The color or I should say the "shade" of the color might change a little bit, but not much except after molt. The shape will not change betweeen molts. The size might get larger but the shape should stay the same. Those 3 eggs came from 3 different chickens.

Agree ... Shade may vary but the shape pretty much remains the same although may get "larger" as the pullet matures. I can always tell who laid by their shape. Shade will vary depending on what they eat too and the age of the bird.
 
I have blue egg layer and an olive egg layer many times the blue eggs vary in shade and the olive egged many times her eggs are blue. It seems for 4-5 days she doesn’t dye the blue egg with the brown die leaving the egg a blue to green colour.
My brown layers eggs change shades of light and dark. One sometimes looks pink. My girls are just a barnyard mix but we love them just the way they are
 
Those are from the same chicken I would assume. Hens that lay a speckled egg never look quite the same.

Bloom can occasionally change the color of the egg, and it can happen in a one-off situation.

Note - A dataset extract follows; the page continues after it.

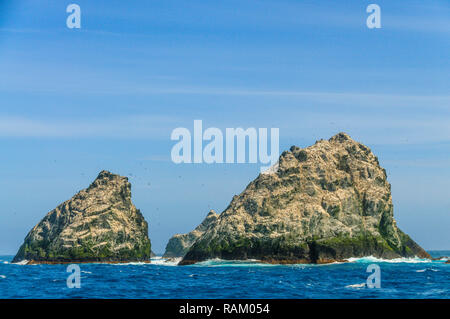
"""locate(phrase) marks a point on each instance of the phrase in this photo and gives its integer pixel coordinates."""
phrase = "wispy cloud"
(146, 127)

I’ve got an Orpington that changes from a pinkish with white speckles to a tan with grey speckles depending on her bloom and the humidity when she lays it. In the winter she is towards the pink, summer the tan, and spring and fall it can change almost daily.
 
Those are from the same chicken I would assume. Hens that lay a speckled egg never look quite the same.

Bloom can occasionally change the color of the egg, and it can happen in a one-off situation. I’ve got an Orpington that changes from a pinkish with white speckles to a tan with grey speckles depending on her bloom and the humidity when she lays it. In the winter she is towards the pink, summer the tan, and spring and fall it can change almost daily.
Yep, color change can happen. But the shape (long, fat, skinny, round) doesn't change, the egg might get a little bigger after molt but the shape of the egg chamber inside of the chicken determines the shape. The shape can change after a hens reproductive system under goes rejuvenation during molt, but not normally between molts.